Today, most people would agree with the joke “I’d rather have a free bottle in front of me than a prefrontal lobotomy.” But for more than half a century, a lobotomy was no laughing matter and a somewhat common method of treating mental illness as well as other ailments like back pain, despite its tendency to cause permanent damage.

The first documented treatment was performed on Nov. 12, 1935 in Lisbon by Portuguese neurologist Antonio Egas Moniz. He called it leucotomy, from the Greek for “cutting white” because it targeted the brain’s connective white matter. With leucotomy, Moniz attempted to alter a patient’s behavior by drilling two holes in the skull and injecting pure alcohol into the frontal lobes of the brain to destroy the connective tissue. The treatment was based on research going back to the 19th century that found a link between the frontal lobes and behavior. For example, patients who had brain tumors removed from the frontal lobes experienced reduced mental health symptoms, at least according to the medical literature of the time.

Moniz considered the procedure on his first patient, diagnosed with depression, to be a success, though she never left the hospital where the surgery was performed. Moniz treated his next seven patients in a similar way, using a surgical tool instead of alcohol to make the disconnection in his ninth patient.

American neurologist, Walter Freeman, met Moniz at a London neurology conference and was inspired by his work. On September 14, 1936, the procedure arrived in the United States. Along with his partner, neurosurgeon, James Watts, Freeman began performing what he called prefrontal lobotomy by surgically snipping the nerves connecting the prefrontal cortex to the hypothalamus. Later, Freeman would modify the procedure and insert an ice pick-like tool through the eye socket and into the brain with only the use of local anesthesia, a method Watts did not approve of.
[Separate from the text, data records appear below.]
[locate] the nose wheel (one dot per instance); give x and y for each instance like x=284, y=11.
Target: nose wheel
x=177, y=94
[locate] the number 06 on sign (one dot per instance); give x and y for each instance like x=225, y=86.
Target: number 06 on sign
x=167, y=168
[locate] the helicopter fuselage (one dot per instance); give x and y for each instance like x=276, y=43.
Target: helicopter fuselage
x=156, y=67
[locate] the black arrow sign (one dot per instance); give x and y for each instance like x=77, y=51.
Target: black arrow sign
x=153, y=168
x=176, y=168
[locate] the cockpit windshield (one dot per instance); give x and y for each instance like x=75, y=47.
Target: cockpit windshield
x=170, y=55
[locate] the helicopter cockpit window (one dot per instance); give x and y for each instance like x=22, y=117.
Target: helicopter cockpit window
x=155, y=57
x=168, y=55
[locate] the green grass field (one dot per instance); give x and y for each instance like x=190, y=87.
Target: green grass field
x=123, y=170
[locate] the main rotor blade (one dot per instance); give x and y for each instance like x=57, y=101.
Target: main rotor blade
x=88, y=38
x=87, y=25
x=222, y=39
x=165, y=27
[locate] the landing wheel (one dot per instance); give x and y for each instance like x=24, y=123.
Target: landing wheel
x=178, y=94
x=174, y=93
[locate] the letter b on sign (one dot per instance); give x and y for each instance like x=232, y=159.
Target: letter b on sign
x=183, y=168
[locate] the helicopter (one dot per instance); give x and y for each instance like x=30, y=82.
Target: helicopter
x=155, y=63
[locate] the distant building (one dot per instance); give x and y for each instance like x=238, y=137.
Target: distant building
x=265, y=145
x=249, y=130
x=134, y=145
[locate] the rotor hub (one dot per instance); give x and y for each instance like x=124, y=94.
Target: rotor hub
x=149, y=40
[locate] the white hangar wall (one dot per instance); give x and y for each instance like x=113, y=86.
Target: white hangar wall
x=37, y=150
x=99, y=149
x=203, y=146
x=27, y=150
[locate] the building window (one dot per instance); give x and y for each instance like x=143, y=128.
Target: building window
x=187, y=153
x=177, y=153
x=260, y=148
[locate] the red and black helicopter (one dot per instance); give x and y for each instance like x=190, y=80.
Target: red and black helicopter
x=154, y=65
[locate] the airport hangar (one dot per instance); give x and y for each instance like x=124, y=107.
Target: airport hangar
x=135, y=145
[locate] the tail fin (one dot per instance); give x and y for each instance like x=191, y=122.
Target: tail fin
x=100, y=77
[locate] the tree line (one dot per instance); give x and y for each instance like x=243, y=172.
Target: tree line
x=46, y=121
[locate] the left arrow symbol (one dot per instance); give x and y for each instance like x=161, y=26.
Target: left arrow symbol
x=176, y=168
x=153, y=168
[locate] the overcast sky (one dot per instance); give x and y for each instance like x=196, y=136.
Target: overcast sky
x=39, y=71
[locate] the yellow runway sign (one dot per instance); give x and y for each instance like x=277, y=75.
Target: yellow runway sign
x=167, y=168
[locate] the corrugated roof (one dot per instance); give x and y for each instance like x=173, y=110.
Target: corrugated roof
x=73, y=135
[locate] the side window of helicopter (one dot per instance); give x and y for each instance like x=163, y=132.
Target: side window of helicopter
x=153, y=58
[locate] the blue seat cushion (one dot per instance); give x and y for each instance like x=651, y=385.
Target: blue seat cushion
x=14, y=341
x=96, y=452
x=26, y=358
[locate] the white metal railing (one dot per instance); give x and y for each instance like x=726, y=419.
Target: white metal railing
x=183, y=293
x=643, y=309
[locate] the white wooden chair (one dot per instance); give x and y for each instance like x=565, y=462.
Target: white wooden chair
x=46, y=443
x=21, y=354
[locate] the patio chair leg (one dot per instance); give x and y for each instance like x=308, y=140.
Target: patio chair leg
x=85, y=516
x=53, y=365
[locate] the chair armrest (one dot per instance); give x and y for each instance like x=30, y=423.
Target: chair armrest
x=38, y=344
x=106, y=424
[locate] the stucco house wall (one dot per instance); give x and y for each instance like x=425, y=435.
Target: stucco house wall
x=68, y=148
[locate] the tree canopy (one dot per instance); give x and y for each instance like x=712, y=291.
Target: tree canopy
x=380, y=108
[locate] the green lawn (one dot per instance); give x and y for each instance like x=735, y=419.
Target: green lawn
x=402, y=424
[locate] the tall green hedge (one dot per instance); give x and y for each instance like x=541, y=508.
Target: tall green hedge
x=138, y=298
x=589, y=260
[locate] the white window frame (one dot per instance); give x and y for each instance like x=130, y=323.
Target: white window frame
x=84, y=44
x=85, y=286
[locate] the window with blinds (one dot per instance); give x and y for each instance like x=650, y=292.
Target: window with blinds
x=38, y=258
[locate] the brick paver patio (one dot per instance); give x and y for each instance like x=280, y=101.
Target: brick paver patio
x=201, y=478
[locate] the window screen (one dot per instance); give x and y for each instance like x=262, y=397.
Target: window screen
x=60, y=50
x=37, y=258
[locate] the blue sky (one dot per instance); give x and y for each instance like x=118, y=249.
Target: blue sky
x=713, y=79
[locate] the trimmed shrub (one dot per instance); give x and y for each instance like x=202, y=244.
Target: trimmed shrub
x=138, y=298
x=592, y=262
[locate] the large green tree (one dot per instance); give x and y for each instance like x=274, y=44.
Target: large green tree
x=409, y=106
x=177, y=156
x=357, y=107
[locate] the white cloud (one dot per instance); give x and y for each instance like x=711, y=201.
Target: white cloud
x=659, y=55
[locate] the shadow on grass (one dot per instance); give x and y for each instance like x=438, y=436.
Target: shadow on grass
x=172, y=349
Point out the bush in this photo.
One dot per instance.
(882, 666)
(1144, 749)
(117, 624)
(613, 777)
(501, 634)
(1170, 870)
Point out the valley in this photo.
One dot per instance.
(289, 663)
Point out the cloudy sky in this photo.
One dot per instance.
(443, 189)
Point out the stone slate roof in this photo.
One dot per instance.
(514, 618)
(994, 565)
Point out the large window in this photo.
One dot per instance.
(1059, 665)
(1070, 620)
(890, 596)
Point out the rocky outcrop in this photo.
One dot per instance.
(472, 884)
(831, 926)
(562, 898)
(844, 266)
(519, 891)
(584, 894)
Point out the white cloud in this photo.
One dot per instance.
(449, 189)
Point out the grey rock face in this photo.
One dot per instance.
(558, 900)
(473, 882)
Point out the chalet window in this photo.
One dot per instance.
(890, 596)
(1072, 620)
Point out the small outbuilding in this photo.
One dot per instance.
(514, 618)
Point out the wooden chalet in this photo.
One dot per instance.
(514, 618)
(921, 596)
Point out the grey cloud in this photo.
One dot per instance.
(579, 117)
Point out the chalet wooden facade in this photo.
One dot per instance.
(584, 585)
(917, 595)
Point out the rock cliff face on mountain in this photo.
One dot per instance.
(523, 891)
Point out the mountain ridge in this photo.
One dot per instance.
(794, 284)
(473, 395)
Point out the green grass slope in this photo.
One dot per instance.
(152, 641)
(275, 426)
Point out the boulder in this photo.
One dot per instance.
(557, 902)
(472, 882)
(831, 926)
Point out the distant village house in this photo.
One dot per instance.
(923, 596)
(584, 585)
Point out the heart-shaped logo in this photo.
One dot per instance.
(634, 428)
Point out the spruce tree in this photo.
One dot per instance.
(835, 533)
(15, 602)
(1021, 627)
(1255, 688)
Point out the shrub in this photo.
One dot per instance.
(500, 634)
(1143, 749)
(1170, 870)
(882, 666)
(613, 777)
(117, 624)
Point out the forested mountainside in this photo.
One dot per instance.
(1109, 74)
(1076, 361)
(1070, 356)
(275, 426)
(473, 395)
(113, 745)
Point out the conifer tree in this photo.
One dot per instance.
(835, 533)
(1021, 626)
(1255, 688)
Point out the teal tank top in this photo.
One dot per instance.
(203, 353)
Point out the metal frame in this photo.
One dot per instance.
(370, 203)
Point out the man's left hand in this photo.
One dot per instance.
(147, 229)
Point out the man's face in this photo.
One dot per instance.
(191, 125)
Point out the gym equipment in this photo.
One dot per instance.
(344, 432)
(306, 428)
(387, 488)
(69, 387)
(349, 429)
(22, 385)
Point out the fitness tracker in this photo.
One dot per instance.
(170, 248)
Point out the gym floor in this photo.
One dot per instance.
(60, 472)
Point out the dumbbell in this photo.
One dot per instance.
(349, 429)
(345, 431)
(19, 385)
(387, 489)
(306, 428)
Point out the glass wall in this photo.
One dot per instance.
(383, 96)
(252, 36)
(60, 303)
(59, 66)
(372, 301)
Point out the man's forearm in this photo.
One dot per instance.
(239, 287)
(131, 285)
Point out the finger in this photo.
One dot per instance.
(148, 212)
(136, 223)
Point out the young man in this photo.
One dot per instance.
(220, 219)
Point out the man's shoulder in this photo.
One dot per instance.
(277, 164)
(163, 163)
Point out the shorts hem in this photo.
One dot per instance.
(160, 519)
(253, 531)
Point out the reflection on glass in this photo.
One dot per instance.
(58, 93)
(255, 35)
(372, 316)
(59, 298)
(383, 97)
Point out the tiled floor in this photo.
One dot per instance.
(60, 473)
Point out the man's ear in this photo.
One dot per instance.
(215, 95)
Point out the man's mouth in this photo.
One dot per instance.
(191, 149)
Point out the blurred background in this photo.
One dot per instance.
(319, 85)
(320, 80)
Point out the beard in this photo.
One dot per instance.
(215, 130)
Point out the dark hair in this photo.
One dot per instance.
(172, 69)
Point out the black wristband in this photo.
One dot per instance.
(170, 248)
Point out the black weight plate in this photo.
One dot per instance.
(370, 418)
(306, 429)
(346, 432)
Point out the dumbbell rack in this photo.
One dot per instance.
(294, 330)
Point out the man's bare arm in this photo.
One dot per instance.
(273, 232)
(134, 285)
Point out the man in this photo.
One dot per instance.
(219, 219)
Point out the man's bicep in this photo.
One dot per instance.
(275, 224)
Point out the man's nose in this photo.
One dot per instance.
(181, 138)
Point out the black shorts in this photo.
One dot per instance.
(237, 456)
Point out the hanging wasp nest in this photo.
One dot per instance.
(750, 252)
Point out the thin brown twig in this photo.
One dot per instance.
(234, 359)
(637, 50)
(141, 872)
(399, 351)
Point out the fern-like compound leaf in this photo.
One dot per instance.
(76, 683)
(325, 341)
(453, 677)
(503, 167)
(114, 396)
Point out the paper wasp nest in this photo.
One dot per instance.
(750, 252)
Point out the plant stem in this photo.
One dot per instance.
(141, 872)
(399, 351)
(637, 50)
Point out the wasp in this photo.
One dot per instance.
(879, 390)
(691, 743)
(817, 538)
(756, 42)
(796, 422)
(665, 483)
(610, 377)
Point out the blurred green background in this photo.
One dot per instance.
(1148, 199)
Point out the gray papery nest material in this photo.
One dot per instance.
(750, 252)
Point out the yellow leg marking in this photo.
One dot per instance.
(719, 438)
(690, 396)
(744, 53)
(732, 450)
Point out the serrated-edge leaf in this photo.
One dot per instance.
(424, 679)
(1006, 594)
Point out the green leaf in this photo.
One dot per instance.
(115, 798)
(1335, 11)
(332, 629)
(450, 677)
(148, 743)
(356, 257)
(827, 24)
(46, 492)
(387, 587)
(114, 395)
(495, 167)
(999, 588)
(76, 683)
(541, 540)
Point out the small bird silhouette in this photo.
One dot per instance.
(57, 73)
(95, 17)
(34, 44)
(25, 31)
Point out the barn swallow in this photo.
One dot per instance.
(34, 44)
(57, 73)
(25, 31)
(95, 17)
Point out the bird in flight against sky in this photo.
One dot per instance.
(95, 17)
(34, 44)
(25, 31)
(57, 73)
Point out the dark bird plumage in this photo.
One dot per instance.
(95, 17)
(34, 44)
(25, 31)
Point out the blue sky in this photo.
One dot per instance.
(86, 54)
He eventually distanced himself from Freeman.

Freeman believed that cutting nerves in the brain would calm the patient and eliminate extreme emotions, a result he sometimes got. Overall, results were mixed; while some patients felt cured, others were reduced to a vegetative state.

Still, around 50,000 people in the United States received lobotomies, the majority of them between 1949 and 1952. Although lobotomies were criticized in scientific literature as early as the 1940s, they rose in popularity despite their dubious results in part because of a lack of alternative treatment for mental disorders. Moniz even won the Nobel Prize for Medicine in 1949 for his work.